Food for Free: Wild Damsons

Damson in a pan
To my shame, I missed the damsons last year, despite driving past trees and seeing mounds of fallen fruit on the ground. This year, I was determined to get my fill. So on the 19th August, prompted by harvesting the plums in my garden, I set out with my wife and two youngest children, a large bucket and a couple of small ladders. As it turned out, we didn’t need the ladders – there were more than we could cope with even on the lowest branches!

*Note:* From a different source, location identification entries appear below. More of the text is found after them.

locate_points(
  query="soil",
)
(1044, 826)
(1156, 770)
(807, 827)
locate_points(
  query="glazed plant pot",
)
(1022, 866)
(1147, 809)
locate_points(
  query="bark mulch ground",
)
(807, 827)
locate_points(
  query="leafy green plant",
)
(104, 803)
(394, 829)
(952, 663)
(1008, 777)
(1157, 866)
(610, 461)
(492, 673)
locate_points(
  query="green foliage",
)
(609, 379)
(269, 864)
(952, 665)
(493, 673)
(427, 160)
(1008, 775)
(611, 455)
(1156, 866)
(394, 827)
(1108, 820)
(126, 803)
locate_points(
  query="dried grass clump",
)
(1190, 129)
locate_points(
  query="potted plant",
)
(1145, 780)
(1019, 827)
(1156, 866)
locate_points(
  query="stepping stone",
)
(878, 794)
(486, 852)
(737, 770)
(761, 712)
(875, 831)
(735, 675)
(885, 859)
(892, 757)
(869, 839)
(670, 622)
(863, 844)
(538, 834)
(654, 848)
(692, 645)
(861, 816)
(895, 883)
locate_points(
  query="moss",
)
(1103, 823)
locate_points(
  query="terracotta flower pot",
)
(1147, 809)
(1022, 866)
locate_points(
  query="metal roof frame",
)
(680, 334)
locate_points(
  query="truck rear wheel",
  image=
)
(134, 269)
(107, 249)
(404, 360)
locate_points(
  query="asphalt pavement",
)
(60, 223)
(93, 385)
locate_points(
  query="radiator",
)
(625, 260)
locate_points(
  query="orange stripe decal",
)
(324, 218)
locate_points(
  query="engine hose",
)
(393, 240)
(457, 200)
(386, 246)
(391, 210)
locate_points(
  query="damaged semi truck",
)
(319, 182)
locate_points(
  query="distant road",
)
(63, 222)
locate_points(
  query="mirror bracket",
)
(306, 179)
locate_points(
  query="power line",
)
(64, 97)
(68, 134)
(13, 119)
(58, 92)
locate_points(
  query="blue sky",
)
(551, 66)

In case you’re not sure what a damson is, it’s basically a small plum and they can be found on trees along the roadside all over the country. Within a mile of my house in Alton, Hampshire, there are six trees that I know of. And they’re quite easy to spot – they have the same leaves as plum trees (and blackthorn, which produce sloes – smaller fruit, same family) and in August the ground beneath them is often littered with fallen fruits, most commonly orangey-yellow or dark purple.

The Girls Foraging

The Girls Foraging

Damsons ripen in mid August, though they can be picked most of the month, and in good years you fill bucket after bucket with the fruit. One slight drawback of picking fruit from the roadside is that the skin tends to get covered in a dusty film of dirt, making your hands filthy and the fruit unpalatable for eating while picking. Not that it put off my kids!

The first thing to do when you get the damson home, then, is wash them. I tend to fill the bucket they’re in with cold water and swish them around a bit. Don’t scrub them, it’ll only break the skins. And don’t leave them sitting in water as that will also break the skins.

We picked 4.5 kg of damsons this year and, once washed, I dumped them into a large jam pan, sprinkled on a cupful of sugar, and put them on the stove on a medium heat.

Most recipes suggest adding water, but it’s really not necessary – once the heat picks up, the juice from the damsons will produce sufficient liquid to stew them in. Or to put it another way: let them stew in their own juices. Also, don’t bother skinning and stoning them, it’s much easier to do that when they’re cooked.

I add in sugar as I go, and only add enough to take the sharp edge off the taste – it’s always possible to add more when we eventually eat the damsons. For the 4.5kg, I added just under a kilo of sugar.

Once cooked, the damsons were strained through a sieve to get rid of the skins and stones, leaving us with a delicious damson puree. Food for free(ish) – what could be better than that?